Abstract:Deep AUC Maximization (DAM) is a paradigm for learning a deep neural network by maximizing the AUC score of the model on a dataset. Most previous works of AUC maximization focus on the perspective of optimization by designing efficient stochastic algorithms, and studies on generalization performance of DAM on difficult tasks are missing. In this work, we aim to make DAM more practical for interesting real-world applications (e.g., medical image classification). First, we propose a new margin-based surrogate loss function for the AUC score (named as the AUC margin loss). It is more robust than the commonly used AUC square loss, while enjoying the same advantage in terms of large-scale stochastic optimization.

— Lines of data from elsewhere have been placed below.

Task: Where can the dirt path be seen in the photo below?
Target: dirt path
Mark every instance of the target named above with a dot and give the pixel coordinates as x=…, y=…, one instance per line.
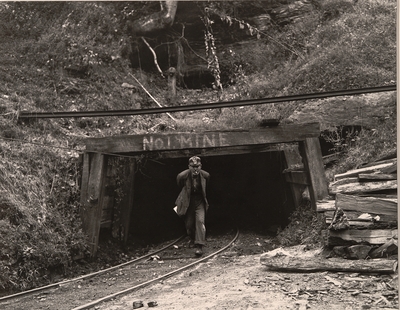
x=235, y=279
x=241, y=282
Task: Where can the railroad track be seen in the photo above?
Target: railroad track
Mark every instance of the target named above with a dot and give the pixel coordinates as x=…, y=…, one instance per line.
x=87, y=291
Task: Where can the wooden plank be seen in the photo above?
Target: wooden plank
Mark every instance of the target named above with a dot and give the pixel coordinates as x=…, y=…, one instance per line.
x=219, y=151
x=370, y=169
x=315, y=264
x=326, y=205
x=193, y=140
x=297, y=177
x=367, y=204
x=310, y=150
x=384, y=219
x=343, y=181
x=91, y=199
x=388, y=248
x=362, y=177
x=376, y=236
x=363, y=187
x=390, y=169
x=331, y=158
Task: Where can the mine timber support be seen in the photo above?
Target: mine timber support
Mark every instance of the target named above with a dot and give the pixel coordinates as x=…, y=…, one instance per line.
x=174, y=145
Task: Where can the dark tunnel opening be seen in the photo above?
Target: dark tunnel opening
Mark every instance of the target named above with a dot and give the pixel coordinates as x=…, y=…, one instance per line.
x=246, y=191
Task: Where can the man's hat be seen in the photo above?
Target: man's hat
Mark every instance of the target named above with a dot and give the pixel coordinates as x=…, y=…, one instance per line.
x=195, y=160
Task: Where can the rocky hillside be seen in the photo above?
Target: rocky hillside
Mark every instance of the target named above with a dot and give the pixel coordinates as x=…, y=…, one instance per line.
x=70, y=56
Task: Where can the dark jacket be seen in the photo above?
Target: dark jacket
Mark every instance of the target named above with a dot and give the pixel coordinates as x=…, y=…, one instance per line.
x=184, y=181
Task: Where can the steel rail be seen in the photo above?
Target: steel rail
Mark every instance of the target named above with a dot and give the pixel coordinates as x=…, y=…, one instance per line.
x=167, y=275
x=90, y=275
x=215, y=105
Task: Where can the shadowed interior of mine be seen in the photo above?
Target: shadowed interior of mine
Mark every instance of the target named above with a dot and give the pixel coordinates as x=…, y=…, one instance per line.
x=246, y=191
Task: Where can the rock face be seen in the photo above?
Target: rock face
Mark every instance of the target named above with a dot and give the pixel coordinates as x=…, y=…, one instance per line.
x=176, y=33
x=364, y=111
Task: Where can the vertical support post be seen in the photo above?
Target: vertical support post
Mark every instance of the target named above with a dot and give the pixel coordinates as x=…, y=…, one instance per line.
x=92, y=191
x=293, y=159
x=172, y=84
x=310, y=151
x=128, y=203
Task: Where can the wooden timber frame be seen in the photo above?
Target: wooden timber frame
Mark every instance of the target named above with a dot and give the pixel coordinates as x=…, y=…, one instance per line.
x=308, y=172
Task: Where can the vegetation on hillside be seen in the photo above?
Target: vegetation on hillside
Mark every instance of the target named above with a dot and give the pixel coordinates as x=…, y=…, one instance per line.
x=68, y=56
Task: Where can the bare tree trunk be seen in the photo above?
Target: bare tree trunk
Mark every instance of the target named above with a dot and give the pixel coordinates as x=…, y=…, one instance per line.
x=156, y=21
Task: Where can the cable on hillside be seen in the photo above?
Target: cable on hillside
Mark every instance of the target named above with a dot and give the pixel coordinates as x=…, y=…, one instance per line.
x=215, y=105
x=42, y=144
x=67, y=148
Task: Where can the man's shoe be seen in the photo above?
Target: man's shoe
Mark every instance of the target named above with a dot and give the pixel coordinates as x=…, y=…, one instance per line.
x=199, y=251
x=191, y=244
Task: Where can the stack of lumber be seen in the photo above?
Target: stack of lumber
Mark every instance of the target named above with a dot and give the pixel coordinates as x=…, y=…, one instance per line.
x=362, y=216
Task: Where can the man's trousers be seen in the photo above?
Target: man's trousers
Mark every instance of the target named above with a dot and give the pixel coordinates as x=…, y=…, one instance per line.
x=194, y=222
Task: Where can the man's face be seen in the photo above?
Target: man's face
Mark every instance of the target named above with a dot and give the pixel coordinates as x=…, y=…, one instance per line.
x=195, y=169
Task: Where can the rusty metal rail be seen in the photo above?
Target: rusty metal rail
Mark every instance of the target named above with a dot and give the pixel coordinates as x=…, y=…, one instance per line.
x=87, y=276
x=169, y=274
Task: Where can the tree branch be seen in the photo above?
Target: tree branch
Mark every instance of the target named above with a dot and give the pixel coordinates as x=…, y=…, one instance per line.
x=154, y=55
x=137, y=81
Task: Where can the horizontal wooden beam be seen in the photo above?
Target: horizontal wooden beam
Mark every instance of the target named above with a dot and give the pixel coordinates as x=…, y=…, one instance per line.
x=219, y=151
x=297, y=177
x=200, y=140
x=377, y=236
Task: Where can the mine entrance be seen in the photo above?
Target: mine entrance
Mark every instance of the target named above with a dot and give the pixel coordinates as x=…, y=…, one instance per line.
x=245, y=191
x=257, y=178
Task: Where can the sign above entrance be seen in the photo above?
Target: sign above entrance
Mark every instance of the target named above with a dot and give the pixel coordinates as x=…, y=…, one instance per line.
x=202, y=140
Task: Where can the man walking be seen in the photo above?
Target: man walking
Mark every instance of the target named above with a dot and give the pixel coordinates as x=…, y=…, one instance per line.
x=192, y=202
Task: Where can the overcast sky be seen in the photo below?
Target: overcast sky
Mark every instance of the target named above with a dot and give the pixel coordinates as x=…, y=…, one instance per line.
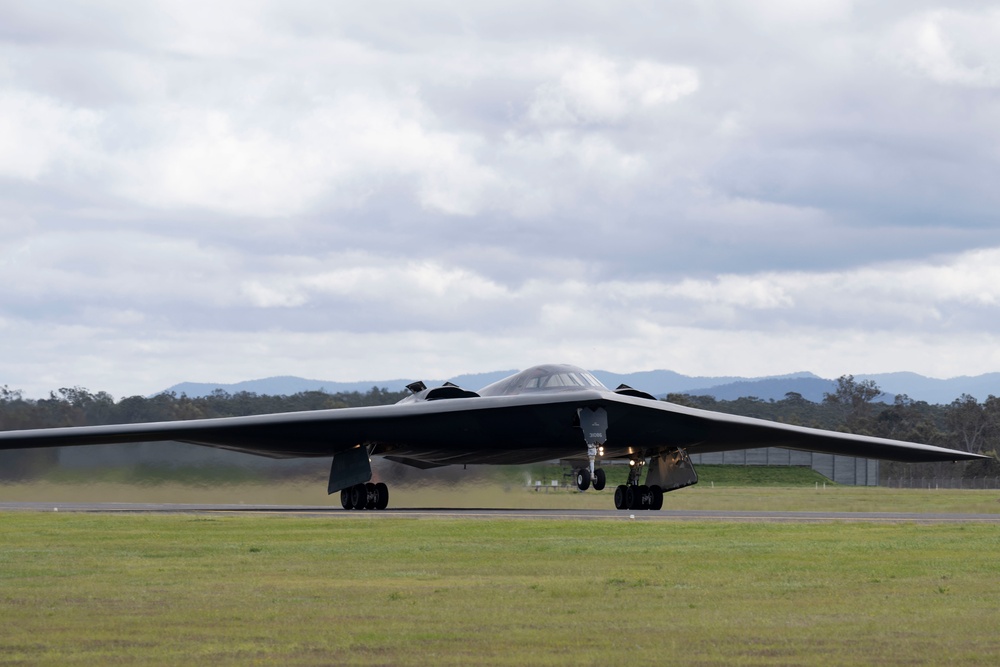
x=220, y=191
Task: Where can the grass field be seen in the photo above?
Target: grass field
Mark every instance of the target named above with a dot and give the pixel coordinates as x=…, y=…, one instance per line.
x=723, y=496
x=353, y=589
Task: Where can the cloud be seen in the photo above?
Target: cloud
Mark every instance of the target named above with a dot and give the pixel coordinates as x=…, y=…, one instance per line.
x=593, y=89
x=952, y=47
x=251, y=188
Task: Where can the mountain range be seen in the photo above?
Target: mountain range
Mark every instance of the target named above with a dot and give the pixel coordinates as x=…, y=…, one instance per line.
x=659, y=383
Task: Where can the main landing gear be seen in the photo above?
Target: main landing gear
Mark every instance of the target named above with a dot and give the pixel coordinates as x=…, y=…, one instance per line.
x=638, y=497
x=635, y=496
x=367, y=496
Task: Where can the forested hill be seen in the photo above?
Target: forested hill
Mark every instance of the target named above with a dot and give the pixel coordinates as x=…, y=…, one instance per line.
x=659, y=383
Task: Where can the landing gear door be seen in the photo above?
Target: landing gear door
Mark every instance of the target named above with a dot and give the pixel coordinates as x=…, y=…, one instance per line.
x=349, y=468
x=671, y=470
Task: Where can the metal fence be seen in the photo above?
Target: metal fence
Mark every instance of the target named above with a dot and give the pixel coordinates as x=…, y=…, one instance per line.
x=941, y=482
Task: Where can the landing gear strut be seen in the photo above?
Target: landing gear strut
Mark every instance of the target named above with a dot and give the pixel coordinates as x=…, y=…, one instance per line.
x=594, y=424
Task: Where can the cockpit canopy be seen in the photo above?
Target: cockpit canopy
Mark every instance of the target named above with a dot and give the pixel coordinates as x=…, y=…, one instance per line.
x=550, y=377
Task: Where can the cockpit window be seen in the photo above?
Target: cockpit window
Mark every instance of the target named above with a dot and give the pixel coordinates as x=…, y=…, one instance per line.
x=540, y=378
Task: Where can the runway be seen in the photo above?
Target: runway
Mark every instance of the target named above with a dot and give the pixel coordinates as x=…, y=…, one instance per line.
x=337, y=513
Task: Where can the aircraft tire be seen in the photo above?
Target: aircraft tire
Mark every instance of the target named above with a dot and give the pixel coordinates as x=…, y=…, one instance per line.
x=620, y=500
x=359, y=496
x=381, y=496
x=632, y=497
x=657, y=502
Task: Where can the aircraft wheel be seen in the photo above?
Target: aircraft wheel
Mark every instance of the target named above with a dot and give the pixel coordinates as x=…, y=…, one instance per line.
x=381, y=496
x=620, y=501
x=656, y=502
x=632, y=497
x=359, y=496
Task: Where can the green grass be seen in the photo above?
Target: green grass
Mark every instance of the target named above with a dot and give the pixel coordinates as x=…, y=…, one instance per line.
x=99, y=589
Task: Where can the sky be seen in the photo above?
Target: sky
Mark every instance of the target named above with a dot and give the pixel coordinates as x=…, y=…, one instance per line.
x=215, y=192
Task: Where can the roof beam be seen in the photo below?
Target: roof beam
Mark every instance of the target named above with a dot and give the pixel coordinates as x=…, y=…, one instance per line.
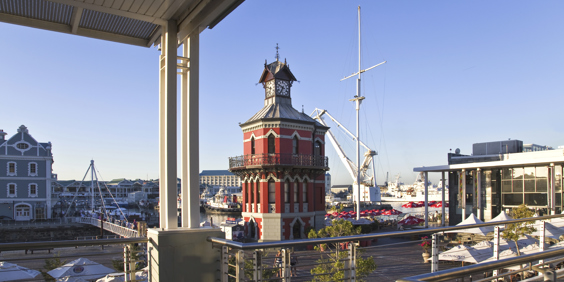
x=63, y=28
x=108, y=10
x=75, y=19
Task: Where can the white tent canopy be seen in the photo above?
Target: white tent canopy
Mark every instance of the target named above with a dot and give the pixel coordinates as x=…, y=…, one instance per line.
x=13, y=272
x=81, y=268
x=471, y=220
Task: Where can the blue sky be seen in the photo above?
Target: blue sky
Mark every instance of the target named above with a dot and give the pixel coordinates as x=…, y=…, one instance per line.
x=458, y=72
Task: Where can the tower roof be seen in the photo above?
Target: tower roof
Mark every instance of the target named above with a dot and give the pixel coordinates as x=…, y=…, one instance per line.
x=276, y=70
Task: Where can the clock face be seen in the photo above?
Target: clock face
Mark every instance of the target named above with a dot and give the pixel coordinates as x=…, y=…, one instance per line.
x=283, y=88
x=269, y=87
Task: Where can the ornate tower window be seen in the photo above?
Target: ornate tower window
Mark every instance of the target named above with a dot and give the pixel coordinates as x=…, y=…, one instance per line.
x=12, y=190
x=295, y=191
x=252, y=145
x=271, y=144
x=12, y=169
x=287, y=191
x=251, y=187
x=258, y=191
x=32, y=190
x=271, y=192
x=317, y=149
x=305, y=191
x=32, y=169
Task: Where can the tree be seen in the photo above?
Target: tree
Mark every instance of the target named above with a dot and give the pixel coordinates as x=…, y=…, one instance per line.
x=51, y=264
x=515, y=231
x=330, y=265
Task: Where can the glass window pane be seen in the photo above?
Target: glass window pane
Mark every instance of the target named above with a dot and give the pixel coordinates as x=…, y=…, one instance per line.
x=529, y=185
x=542, y=171
x=535, y=199
x=541, y=184
x=518, y=173
x=506, y=186
x=529, y=172
x=518, y=185
x=512, y=199
x=506, y=173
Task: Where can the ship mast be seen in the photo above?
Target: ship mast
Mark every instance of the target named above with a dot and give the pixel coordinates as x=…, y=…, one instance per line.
x=358, y=100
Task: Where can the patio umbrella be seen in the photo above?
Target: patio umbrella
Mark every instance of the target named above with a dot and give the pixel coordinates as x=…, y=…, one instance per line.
x=12, y=272
x=81, y=268
x=472, y=219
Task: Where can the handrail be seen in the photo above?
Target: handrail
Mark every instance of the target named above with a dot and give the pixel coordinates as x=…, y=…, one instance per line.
x=70, y=243
x=301, y=242
x=481, y=267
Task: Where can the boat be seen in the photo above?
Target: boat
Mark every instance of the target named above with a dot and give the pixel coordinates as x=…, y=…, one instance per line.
x=399, y=192
x=223, y=202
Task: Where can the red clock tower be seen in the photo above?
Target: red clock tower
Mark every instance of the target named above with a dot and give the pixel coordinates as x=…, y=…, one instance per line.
x=283, y=167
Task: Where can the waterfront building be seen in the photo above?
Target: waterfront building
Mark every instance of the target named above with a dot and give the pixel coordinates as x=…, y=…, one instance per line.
x=501, y=175
x=283, y=167
x=220, y=178
x=26, y=173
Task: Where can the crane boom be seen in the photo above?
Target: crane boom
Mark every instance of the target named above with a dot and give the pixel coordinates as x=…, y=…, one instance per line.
x=351, y=167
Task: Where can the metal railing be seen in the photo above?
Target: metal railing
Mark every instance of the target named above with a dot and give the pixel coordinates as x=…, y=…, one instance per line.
x=278, y=159
x=130, y=255
x=245, y=261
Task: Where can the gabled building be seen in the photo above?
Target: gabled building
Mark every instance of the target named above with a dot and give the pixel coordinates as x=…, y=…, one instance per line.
x=283, y=167
x=25, y=176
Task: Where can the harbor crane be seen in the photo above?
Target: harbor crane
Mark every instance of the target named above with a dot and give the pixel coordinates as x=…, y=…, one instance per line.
x=368, y=188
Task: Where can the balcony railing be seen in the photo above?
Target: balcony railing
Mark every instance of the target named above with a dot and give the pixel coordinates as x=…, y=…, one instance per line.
x=278, y=160
x=395, y=258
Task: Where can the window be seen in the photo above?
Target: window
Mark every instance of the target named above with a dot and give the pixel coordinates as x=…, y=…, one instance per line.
x=271, y=192
x=252, y=195
x=271, y=144
x=296, y=191
x=12, y=190
x=32, y=167
x=286, y=191
x=295, y=145
x=32, y=190
x=305, y=191
x=252, y=145
x=317, y=149
x=258, y=191
x=12, y=169
x=22, y=146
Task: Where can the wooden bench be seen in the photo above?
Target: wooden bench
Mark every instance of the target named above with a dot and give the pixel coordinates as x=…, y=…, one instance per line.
x=32, y=250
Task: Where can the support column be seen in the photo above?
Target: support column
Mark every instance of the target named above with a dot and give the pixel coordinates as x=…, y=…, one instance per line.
x=189, y=132
x=443, y=218
x=552, y=188
x=478, y=184
x=167, y=128
x=426, y=199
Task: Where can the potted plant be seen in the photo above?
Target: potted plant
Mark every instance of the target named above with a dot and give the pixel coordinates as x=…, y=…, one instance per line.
x=426, y=245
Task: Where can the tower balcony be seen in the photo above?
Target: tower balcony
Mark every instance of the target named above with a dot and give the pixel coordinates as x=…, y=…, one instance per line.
x=269, y=160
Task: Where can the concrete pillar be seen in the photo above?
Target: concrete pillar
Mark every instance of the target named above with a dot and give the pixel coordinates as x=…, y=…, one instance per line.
x=426, y=199
x=189, y=131
x=443, y=218
x=167, y=128
x=478, y=185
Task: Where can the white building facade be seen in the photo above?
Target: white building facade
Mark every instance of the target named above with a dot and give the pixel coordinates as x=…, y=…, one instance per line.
x=25, y=176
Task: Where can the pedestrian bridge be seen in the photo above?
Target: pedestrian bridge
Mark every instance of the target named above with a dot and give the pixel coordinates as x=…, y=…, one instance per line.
x=125, y=232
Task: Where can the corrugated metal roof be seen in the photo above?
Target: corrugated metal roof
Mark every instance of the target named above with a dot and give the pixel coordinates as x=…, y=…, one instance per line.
x=116, y=24
x=38, y=9
x=135, y=22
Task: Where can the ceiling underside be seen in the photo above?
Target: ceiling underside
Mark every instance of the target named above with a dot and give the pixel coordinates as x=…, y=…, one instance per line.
x=134, y=22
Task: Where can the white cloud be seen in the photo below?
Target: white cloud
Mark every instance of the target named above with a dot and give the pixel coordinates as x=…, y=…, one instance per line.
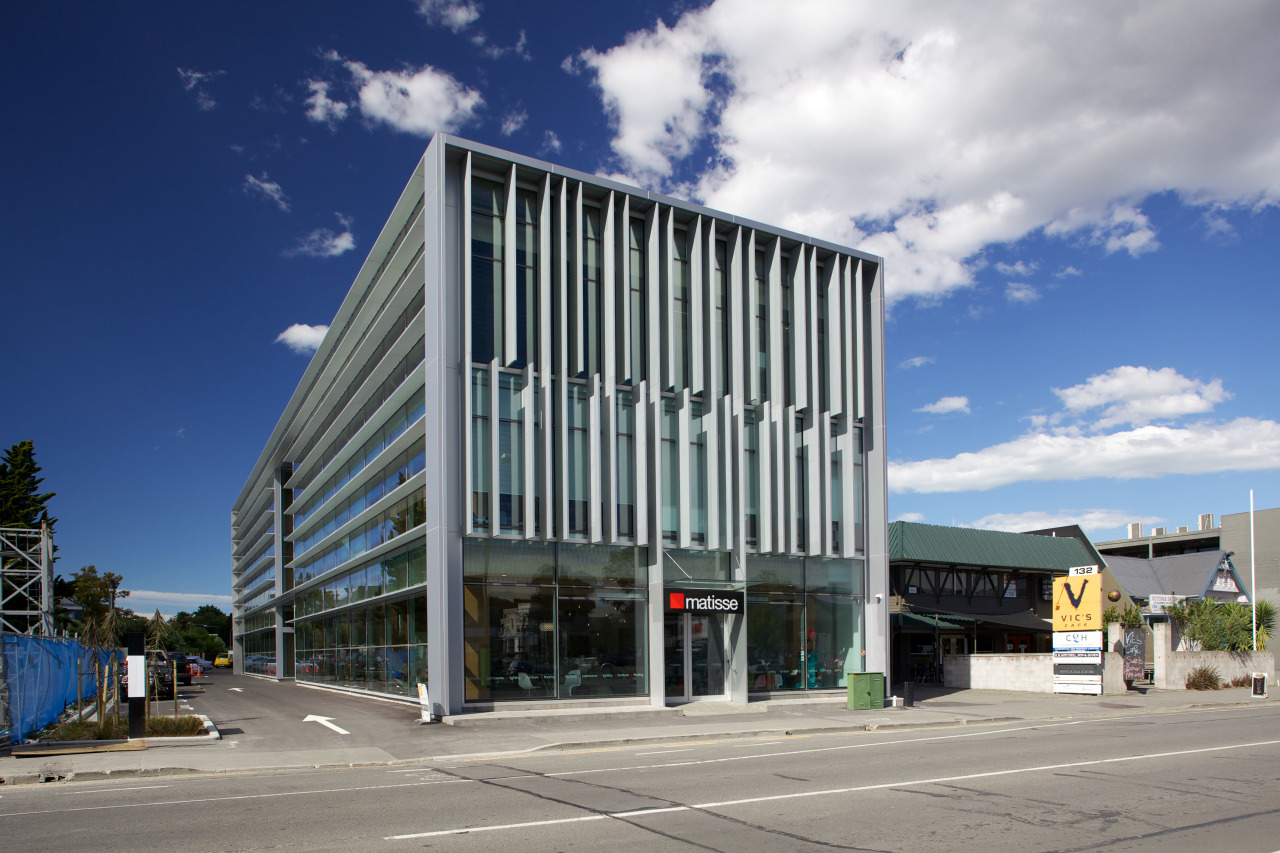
x=266, y=188
x=415, y=100
x=455, y=14
x=1242, y=445
x=1020, y=292
x=193, y=82
x=1020, y=269
x=1089, y=520
x=321, y=108
x=323, y=242
x=1138, y=396
x=927, y=132
x=513, y=121
x=946, y=406
x=302, y=338
x=147, y=601
x=656, y=94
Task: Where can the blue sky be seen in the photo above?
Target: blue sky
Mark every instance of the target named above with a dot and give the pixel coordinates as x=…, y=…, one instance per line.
x=1078, y=206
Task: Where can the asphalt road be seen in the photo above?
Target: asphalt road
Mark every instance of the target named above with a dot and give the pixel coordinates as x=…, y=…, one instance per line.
x=1188, y=780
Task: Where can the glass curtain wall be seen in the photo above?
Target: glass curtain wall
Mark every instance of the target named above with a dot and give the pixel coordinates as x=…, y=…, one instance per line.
x=804, y=621
x=362, y=630
x=545, y=621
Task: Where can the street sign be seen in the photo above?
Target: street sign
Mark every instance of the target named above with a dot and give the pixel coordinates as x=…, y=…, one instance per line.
x=1077, y=657
x=1077, y=641
x=1082, y=684
x=1078, y=603
x=1078, y=669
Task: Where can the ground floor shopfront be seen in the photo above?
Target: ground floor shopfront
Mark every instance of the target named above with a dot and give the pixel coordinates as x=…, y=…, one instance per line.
x=545, y=621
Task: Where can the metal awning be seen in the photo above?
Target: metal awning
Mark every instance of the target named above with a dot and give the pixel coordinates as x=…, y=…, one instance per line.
x=1020, y=619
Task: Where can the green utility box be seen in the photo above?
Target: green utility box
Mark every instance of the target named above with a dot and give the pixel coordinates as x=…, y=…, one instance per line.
x=865, y=690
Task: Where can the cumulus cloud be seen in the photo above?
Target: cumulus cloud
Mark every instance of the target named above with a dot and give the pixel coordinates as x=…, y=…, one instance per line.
x=1138, y=396
x=455, y=14
x=927, y=132
x=324, y=242
x=147, y=601
x=266, y=188
x=513, y=121
x=946, y=406
x=302, y=338
x=1089, y=520
x=321, y=108
x=193, y=82
x=1242, y=445
x=1019, y=268
x=1020, y=292
x=412, y=100
x=1066, y=446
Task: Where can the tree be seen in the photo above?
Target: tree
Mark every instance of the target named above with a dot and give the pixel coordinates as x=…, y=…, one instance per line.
x=92, y=592
x=21, y=502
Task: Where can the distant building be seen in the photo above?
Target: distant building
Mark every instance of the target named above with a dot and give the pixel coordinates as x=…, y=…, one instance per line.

Second, we conduct empirical studies of our DAM method on difficult medical image classification tasks, namely classification of chest x-ray images for identifying many threatening diseases and classification of images of skin lesions for identifying melanoma. Our DAM method has achieved great success on these difficult tasks, i.e., the 1st place on Stanford CheXpert competition (by the paper submission date) and Top 1% rank (rank 33 out of 3314 teams) on Kaggle 2020 Melanoma classification competition. We also conduct extensive ablation studies to demonstrate the advantages of the new AUC margin loss over the AUC square loss on benchmark datasets. To the best of our knowledge, this is the first work that makes DAM succeed on large-scale medical image datasets.